Improvements of 177Lu SPECT images from sparsely acquired projections by reconstruction with deep-learning-generated synthetic projections

The convolutional neural network

The utilised convolutional neural network was the deep Convolutional U-net-shaped neural network for generation of Synthetic Intermediate Projections (CUSIP), presented by Rydén et al. in 2021 [16]. A schematic illustration of the network structure can be found in the supplementary material (Fig. S1). This network generates 90 SIPs from an input of 30P (down-sampled from the acquired 120P choosing every fourth projection starting with the first, i.e., projections 1,5,9…117). To generate SIPs the CUSIP was trained, using 120P as reference, three times to yield three different sets of SIPs: projections 2,6,10…118; projections 3,7,11…119, and projections 4,8,12…120. These 90 SIPs were added to the 30P input, forming a so-called CUSIP set of 120 projections.

For this study, the network was retrained, with expansion of the training material of 177Lu-DOTATATE images. Training parameters used were the same as Rydén et al. [16], only this time the network was trained for 300 epochs. All imaging time points were mixed during training (with 96% being one day post administration due to the historically used hybrid planar-SPECT/CT protocol). We compared two different loss functions, L1 – Least Absolute Deviations and L2 – Least Square Errors, used to minimize the error between the SIPs and the acquired projections during training. Further, we added 111In-octreotide images to the training material with L2 chosen as the loss function (as it outperformed L1 in the comparison, see the results section), forming the extended L2 network (Table 1).

Table 1 The networks trained in this study and the number (no.) of examinations in the training, validation, and test groupsSPECT reconstruction

The 16 test patients, each with five sets of projection data (Table 2), were reconstructed using the Sahlgrenska Academy Reconstruction Code (SARec), an ordered subset expectation maximization (OSEM)-based reconstruction algorithm that uses Monte Carlo (MC) simulations in the forward projection in the iterative process to correct for photon attenuation, scattering (in the patient and the collimator), and resolution recovery [18]. Resolution recovery correction was also applied in the back projection. The OSEM reconstruction was performed with 10 iterations and 6 subsets using an in-house developed software program. MC simulations within the reconstruction were performed with 200 photons/voxel emitted in an angular range of 0.06 radians.

Table 2 SPECT reconstruction and projection sets, with corresponding terminology. Networks 1, 2 and 3 refer to the networks presented in Table 1Subjects and image acquisition

For this study, we selected 2214 examinations in which SPECT/CT imaging was performed after treatment with 177Lu-DOTATATE or during examination with 111In-octreotide, at Sahlgrenska University Hospital, between 2003 and 2021. The inclusion criterium was SPECT/CT acquisition with 120P. The retrospective use of image data was approved by the Swedish Ethics Review Board, and the need for written informed consent was waived.

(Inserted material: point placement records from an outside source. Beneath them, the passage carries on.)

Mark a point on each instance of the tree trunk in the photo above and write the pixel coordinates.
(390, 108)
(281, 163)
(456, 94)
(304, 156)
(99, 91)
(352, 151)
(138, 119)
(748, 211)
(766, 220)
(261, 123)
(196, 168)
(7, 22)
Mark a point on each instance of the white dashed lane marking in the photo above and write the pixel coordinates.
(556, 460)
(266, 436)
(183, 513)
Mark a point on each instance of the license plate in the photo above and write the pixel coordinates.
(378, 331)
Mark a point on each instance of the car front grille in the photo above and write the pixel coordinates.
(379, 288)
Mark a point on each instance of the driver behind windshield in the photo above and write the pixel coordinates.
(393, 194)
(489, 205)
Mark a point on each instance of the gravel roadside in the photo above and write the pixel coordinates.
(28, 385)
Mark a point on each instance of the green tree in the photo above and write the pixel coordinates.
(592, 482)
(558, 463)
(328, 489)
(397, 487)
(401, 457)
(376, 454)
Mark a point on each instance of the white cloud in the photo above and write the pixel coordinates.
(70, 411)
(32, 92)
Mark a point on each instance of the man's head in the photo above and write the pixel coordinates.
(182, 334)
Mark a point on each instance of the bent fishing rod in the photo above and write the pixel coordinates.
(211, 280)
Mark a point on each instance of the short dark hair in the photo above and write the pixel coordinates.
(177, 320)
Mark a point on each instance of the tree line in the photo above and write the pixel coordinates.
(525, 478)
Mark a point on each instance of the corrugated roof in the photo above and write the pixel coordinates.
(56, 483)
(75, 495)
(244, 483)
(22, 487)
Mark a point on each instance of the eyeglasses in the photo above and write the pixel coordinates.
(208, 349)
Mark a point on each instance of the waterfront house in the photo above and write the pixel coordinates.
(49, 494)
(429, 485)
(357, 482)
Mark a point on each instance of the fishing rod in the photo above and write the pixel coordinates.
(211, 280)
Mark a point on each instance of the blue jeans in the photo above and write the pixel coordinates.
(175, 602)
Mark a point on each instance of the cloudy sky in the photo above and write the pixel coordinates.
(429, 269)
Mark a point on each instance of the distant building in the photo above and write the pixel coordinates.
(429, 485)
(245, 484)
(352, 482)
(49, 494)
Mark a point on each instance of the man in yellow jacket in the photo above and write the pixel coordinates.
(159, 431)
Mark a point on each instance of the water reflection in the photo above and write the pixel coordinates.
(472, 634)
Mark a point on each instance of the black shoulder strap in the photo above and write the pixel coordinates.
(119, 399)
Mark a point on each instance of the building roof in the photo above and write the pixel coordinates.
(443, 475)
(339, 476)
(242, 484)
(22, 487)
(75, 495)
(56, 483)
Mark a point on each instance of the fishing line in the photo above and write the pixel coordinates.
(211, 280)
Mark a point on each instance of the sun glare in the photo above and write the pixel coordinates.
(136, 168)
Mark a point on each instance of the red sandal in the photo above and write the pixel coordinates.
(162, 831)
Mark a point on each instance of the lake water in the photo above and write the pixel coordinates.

The examinations were performed using dual-head Anger cameras of models Millenium VG Hawkeye, Infinia Hawkeye 4, Discovery 670, and two Discovery 670 Pro, all from General Electric Medical Systems (Milwaukee, WI, USA). The crystal thickness was 3/8” for Infinia Hawkeye 4, and 5/8” for the other cameras. Acquisitions were performed with medium-energy general purpose (MEGP) parallel-hole collimators. The 177Lu-DOTATATE acquisitions were performed using the 208 keV photon peak of 177Lu, with an energy window of ± 10%. The 111In-octreotide acquisitions were performed using the 171 keV and 245 keV photon peaks, both with energy windows of ± 10%. These two energy windows were acquired and summed in the same image (not possible to separate in retrospect). Imaging was performed 1 day after administration of 177Lu-DOTATATE or 111In-octreotide. 4% of the 177Lu-DOTATATE acquisitions were from other time points than day 1 (range from day 0 to 7). The acquisition duration was 30 s/frame and 120P in step-and-shoot mode. The matrix size was 128 × 128, with a pixel size and slice thickness of 4.42 mm. For the CT, the matrix size was 256 × 256 for the Infinia Hawkeye 4, and 512 × 512 for the other cameras. The slice thickness was 5 mm for all CT cameras. The pixel size was 2.21 mm for the Infinia camera, 1.10 mm for the Millenium camera, and 0.98 mm for the Discovery 670 and Discovery 670 Pro cameras. All imaging acquisition parameters are presented in Table 3.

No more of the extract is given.